Iterative regularization for low complexity regularizers
This work addresses a classic problem in inverse problems and machine learning by enabling faster regularization for low-complexity cases, though it is incremental as it extends existing iterative regularization methods to handle more complex biases.
The paper tackles the challenge of iterative regularization for non-smooth and non-strongly convex functionals, common in low-complexity regularization, by proposing a primal-dual algorithm with analyzed convergence and stability, applied to sparse recovery with the ℓ1 penalty, showing computational benefits in experiments.
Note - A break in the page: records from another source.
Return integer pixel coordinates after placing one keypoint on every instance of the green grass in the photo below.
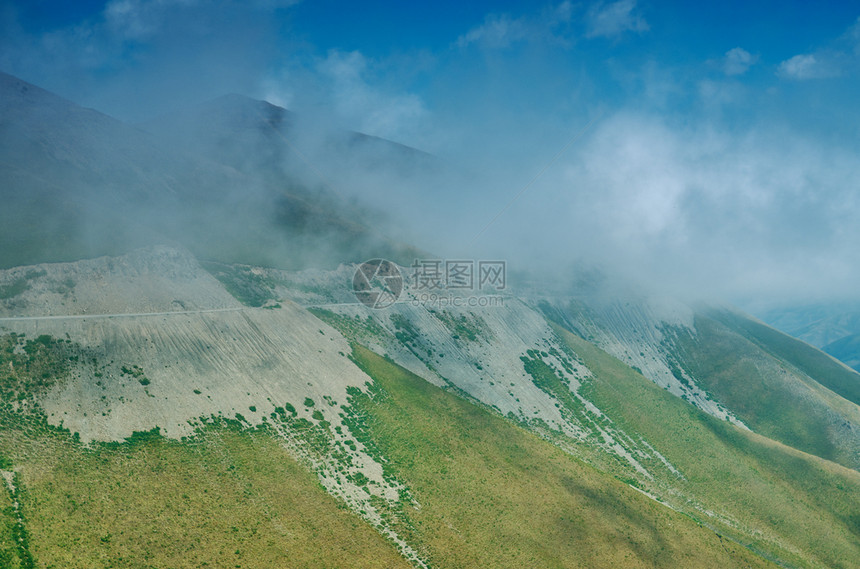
(741, 373)
(10, 551)
(493, 495)
(811, 361)
(228, 498)
(794, 507)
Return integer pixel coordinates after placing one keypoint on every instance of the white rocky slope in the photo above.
(639, 331)
(164, 345)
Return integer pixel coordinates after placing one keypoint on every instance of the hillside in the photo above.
(79, 184)
(485, 436)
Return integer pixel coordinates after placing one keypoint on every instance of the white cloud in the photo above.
(612, 20)
(803, 67)
(495, 32)
(501, 30)
(737, 61)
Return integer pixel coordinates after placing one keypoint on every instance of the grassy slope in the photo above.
(740, 371)
(228, 500)
(846, 349)
(795, 507)
(9, 555)
(494, 495)
(810, 360)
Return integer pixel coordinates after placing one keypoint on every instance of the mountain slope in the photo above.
(446, 473)
(731, 367)
(78, 184)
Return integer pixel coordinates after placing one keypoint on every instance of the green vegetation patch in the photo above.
(226, 497)
(493, 495)
(760, 492)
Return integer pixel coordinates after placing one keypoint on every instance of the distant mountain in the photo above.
(227, 400)
(834, 327)
(77, 184)
(262, 415)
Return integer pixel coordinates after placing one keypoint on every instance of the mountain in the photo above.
(79, 184)
(211, 399)
(834, 328)
(466, 436)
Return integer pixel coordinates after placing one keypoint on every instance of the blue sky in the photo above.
(722, 151)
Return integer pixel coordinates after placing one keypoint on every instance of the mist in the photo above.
(622, 137)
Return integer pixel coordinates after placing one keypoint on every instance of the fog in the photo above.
(624, 137)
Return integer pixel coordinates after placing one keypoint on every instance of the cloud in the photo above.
(613, 20)
(737, 61)
(372, 108)
(138, 58)
(501, 30)
(808, 66)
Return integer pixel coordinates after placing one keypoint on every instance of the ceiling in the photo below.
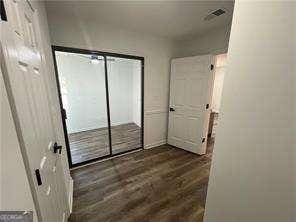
(176, 20)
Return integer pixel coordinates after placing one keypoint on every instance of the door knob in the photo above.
(57, 148)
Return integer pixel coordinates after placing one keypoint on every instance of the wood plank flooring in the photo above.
(92, 144)
(163, 184)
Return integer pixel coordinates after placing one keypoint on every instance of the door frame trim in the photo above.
(104, 55)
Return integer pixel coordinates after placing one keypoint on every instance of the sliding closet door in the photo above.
(124, 83)
(83, 91)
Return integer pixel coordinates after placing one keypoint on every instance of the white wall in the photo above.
(46, 54)
(212, 42)
(253, 168)
(124, 90)
(84, 94)
(220, 71)
(73, 32)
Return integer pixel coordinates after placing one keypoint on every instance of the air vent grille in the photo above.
(214, 14)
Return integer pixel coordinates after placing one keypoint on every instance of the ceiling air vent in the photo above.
(214, 14)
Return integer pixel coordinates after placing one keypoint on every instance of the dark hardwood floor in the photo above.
(163, 184)
(92, 144)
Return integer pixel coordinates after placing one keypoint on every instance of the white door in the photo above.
(190, 95)
(23, 70)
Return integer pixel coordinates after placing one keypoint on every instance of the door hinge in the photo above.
(57, 148)
(64, 113)
(2, 11)
(38, 177)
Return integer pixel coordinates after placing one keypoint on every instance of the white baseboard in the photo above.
(70, 194)
(159, 143)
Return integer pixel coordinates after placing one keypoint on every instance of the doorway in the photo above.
(195, 96)
(101, 99)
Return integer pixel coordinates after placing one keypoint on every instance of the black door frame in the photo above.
(104, 55)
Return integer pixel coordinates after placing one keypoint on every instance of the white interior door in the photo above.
(190, 100)
(24, 73)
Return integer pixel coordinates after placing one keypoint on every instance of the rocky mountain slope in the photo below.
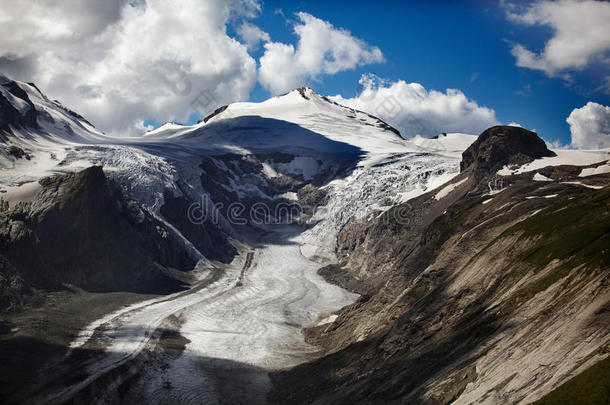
(467, 276)
(493, 290)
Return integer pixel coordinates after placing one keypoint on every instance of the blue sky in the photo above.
(119, 63)
(447, 44)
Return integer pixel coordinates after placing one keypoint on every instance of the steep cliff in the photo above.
(471, 294)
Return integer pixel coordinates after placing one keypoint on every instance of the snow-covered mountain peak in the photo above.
(30, 117)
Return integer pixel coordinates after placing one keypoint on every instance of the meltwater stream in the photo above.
(234, 330)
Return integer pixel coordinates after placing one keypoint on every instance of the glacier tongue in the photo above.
(249, 312)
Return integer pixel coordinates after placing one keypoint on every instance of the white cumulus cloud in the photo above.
(252, 35)
(414, 110)
(119, 63)
(590, 126)
(321, 49)
(581, 33)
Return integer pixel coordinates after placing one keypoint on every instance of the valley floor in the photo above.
(213, 343)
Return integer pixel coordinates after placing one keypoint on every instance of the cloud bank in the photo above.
(120, 62)
(590, 126)
(414, 110)
(321, 49)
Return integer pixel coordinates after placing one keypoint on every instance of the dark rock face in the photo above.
(206, 236)
(503, 145)
(12, 287)
(439, 296)
(82, 235)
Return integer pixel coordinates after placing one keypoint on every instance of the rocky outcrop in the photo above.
(83, 235)
(503, 145)
(467, 297)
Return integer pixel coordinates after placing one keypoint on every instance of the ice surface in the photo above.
(251, 316)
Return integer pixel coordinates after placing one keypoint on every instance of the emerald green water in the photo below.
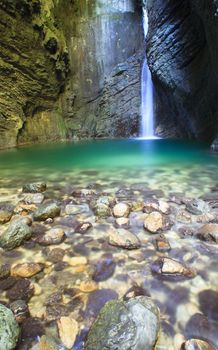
(108, 154)
(129, 170)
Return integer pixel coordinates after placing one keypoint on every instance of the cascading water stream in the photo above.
(147, 105)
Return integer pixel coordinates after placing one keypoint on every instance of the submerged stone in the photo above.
(170, 267)
(154, 222)
(208, 232)
(121, 210)
(125, 325)
(34, 187)
(15, 234)
(9, 329)
(197, 344)
(47, 210)
(123, 238)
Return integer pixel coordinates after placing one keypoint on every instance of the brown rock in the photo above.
(68, 329)
(56, 255)
(123, 238)
(26, 269)
(197, 344)
(208, 232)
(20, 310)
(83, 227)
(47, 343)
(4, 271)
(154, 222)
(5, 215)
(88, 286)
(121, 210)
(162, 244)
(170, 267)
(52, 236)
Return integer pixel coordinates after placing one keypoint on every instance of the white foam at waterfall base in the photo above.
(147, 103)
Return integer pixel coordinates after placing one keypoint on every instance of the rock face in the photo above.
(41, 101)
(125, 325)
(15, 234)
(9, 329)
(182, 54)
(32, 72)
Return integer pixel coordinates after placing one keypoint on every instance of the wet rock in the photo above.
(68, 329)
(135, 291)
(214, 146)
(83, 227)
(34, 198)
(47, 343)
(164, 207)
(6, 212)
(32, 327)
(88, 286)
(72, 209)
(4, 271)
(9, 329)
(97, 300)
(26, 269)
(56, 255)
(56, 311)
(122, 222)
(53, 299)
(132, 325)
(154, 222)
(7, 283)
(170, 267)
(199, 325)
(162, 244)
(45, 211)
(22, 289)
(15, 234)
(20, 310)
(208, 300)
(104, 269)
(52, 236)
(34, 187)
(208, 232)
(123, 238)
(102, 207)
(196, 206)
(121, 210)
(196, 344)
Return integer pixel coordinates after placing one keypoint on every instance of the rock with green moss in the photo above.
(16, 233)
(125, 325)
(46, 211)
(9, 329)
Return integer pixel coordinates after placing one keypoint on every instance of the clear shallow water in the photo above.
(129, 170)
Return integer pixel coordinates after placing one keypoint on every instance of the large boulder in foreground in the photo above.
(9, 329)
(17, 232)
(125, 325)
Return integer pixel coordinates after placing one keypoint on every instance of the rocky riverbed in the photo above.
(107, 260)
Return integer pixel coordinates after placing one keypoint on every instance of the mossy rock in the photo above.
(125, 325)
(9, 329)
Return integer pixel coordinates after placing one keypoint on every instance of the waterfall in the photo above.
(147, 107)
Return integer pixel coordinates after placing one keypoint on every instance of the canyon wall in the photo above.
(69, 69)
(183, 54)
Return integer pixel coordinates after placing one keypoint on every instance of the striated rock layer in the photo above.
(69, 69)
(182, 54)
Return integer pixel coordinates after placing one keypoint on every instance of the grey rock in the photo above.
(47, 210)
(125, 325)
(34, 198)
(17, 232)
(214, 146)
(9, 329)
(34, 187)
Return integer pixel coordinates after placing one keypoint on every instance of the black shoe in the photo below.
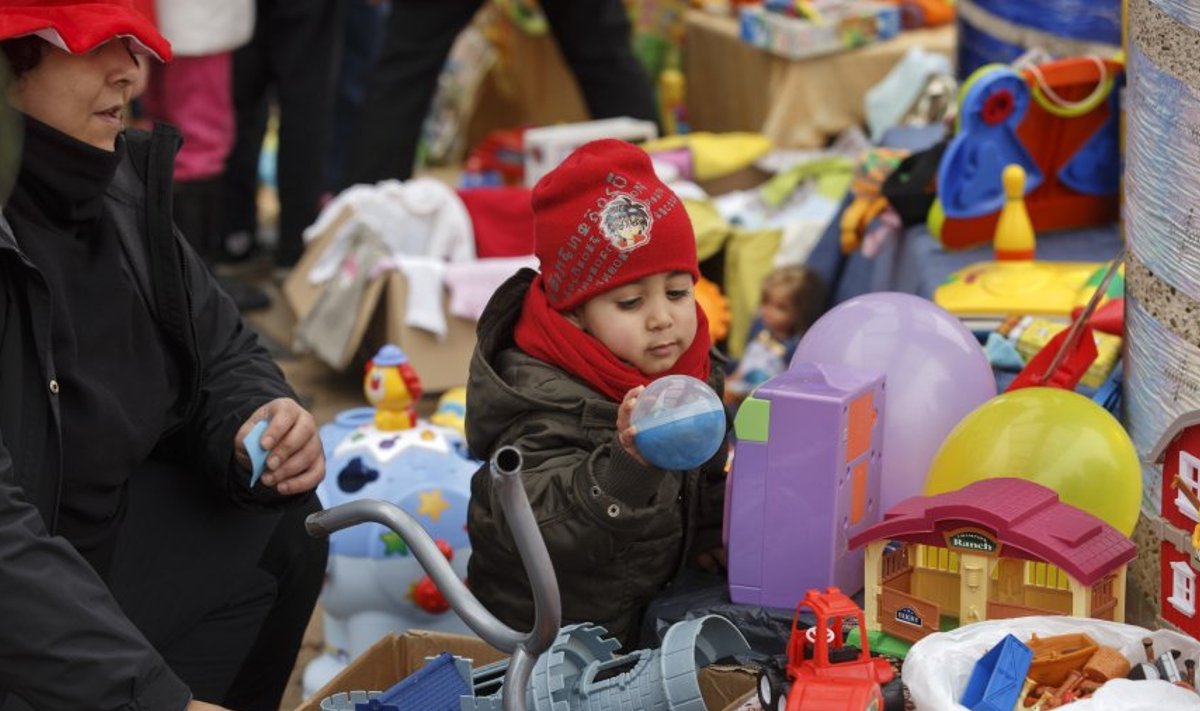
(246, 297)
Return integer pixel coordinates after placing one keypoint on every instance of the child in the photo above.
(792, 299)
(561, 359)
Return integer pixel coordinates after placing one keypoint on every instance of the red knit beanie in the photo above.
(81, 25)
(603, 219)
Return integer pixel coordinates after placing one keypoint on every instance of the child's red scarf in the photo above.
(547, 335)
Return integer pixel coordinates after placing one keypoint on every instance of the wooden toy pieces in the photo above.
(1014, 232)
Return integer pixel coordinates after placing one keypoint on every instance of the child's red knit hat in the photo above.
(603, 219)
(81, 25)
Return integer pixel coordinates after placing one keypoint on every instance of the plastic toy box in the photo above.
(805, 478)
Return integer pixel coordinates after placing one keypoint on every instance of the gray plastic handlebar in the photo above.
(525, 647)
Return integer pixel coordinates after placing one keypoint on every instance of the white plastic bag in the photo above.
(937, 668)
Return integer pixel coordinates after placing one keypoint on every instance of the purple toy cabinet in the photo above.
(805, 478)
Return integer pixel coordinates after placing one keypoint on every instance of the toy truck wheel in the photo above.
(893, 695)
(771, 689)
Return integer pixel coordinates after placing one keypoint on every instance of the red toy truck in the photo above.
(823, 671)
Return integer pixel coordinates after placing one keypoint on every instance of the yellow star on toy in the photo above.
(432, 505)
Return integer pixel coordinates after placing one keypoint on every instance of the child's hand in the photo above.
(297, 460)
(625, 430)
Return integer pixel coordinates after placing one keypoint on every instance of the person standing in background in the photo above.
(360, 43)
(291, 58)
(195, 94)
(593, 36)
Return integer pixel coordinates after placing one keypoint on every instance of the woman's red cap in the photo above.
(81, 27)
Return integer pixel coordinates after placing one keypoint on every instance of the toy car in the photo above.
(823, 671)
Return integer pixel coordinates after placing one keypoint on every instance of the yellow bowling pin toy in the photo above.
(1014, 238)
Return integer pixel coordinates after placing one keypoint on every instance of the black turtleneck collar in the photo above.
(66, 177)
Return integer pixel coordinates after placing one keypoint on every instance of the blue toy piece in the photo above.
(679, 423)
(376, 585)
(435, 687)
(256, 452)
(1109, 394)
(969, 178)
(1096, 167)
(997, 677)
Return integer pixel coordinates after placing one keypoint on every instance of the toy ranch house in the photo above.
(1179, 450)
(994, 549)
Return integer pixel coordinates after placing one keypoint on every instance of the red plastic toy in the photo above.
(825, 673)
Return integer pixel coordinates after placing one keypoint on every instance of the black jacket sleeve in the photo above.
(64, 641)
(237, 377)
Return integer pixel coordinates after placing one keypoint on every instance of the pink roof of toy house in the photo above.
(1027, 519)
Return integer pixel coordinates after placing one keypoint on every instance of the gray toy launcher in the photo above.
(525, 647)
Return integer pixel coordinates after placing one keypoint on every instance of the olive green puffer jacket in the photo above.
(617, 531)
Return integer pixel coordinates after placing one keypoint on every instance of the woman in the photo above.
(138, 568)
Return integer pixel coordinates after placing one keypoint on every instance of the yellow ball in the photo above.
(1055, 437)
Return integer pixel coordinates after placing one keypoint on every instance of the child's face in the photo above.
(648, 323)
(778, 314)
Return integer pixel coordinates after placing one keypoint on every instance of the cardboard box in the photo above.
(396, 656)
(441, 363)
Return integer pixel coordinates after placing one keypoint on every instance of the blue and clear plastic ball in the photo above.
(679, 423)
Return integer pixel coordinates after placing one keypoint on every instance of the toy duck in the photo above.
(393, 387)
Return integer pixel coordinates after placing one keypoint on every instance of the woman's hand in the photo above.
(295, 460)
(625, 430)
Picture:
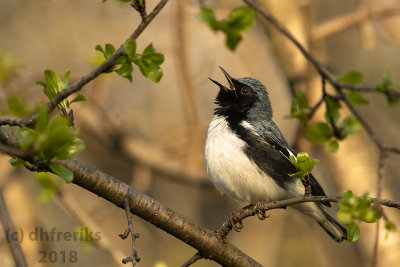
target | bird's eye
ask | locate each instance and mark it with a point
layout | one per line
(245, 91)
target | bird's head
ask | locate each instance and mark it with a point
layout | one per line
(246, 98)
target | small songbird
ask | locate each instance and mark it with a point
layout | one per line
(248, 158)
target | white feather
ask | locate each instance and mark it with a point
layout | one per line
(234, 173)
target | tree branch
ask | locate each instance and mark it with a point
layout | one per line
(115, 191)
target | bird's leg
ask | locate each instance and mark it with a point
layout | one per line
(307, 185)
(234, 222)
(260, 211)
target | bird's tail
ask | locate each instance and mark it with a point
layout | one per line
(334, 229)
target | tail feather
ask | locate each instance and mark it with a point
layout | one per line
(332, 227)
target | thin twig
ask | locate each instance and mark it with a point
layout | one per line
(263, 207)
(8, 228)
(134, 257)
(192, 260)
(106, 65)
(318, 65)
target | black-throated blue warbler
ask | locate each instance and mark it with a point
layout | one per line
(248, 158)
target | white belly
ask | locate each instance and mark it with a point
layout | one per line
(231, 170)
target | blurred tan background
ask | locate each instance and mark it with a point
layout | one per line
(152, 135)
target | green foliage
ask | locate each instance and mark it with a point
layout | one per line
(54, 140)
(332, 146)
(78, 98)
(299, 108)
(319, 132)
(238, 20)
(353, 232)
(148, 62)
(303, 165)
(53, 85)
(352, 77)
(353, 209)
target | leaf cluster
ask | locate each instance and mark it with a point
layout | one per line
(303, 164)
(50, 140)
(148, 62)
(353, 209)
(54, 84)
(237, 21)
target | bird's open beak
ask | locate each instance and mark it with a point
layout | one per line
(230, 81)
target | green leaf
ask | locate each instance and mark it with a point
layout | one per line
(63, 172)
(303, 164)
(125, 70)
(78, 98)
(350, 125)
(42, 119)
(54, 84)
(356, 97)
(332, 109)
(130, 48)
(352, 77)
(238, 20)
(60, 141)
(241, 18)
(233, 38)
(109, 50)
(70, 149)
(99, 48)
(149, 63)
(26, 137)
(16, 162)
(353, 232)
(332, 146)
(389, 226)
(344, 216)
(319, 132)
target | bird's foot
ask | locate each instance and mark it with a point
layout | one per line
(260, 211)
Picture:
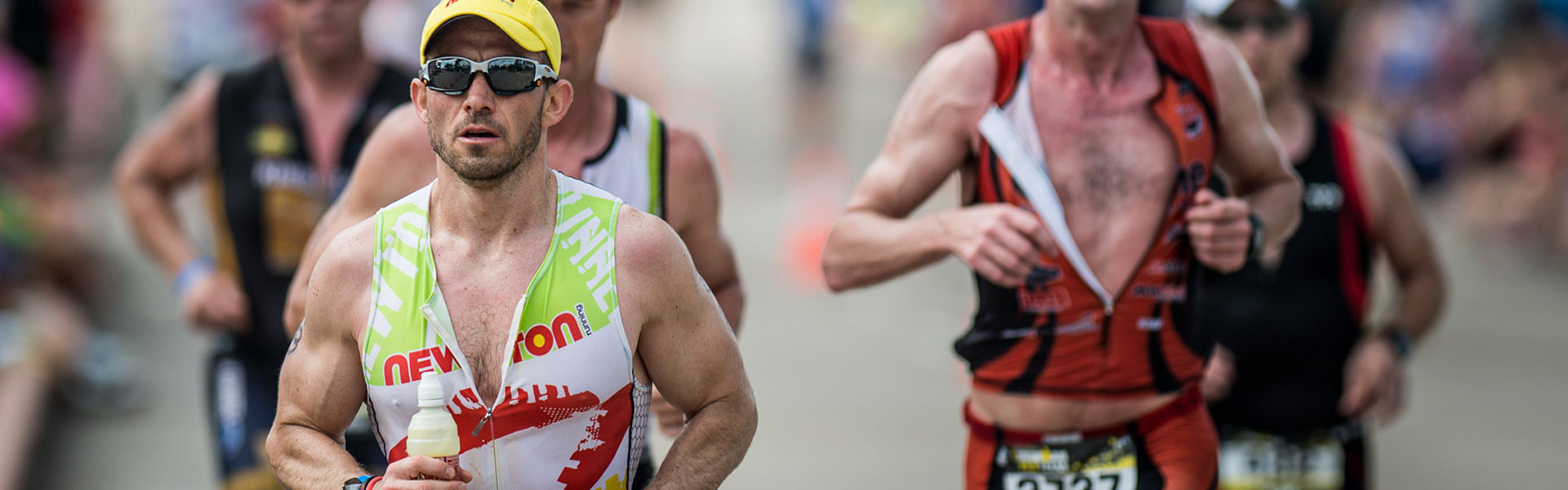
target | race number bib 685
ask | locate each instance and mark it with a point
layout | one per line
(1102, 464)
(1254, 461)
Iterative regularization exploits the implicit bias of an optimization algorithm to regularize ill-posed problems. Constructing algorithms with such built-in regularization mechanisms is a classic challenge in inverse problems but also in modern machine learning, where it provides both a new perspective on algorithms analysis, and significant speed-ups compared to explicit regularization. In this work, we propose and study the first iterative regularization procedure able to handle biases described by non smooth and non strongly convex functionals, prominent in low-complexity regularization. Our approach is based on a primal-dual algorithm of which we analyze convergence and stability properties, even in the case where the original problem is unfeasible. The general results are illustrated considering the special case of sparse recovery with the $\ell_1$ penalty. Our theoretical results are complemented by experiments showing the computational benefits of our approach.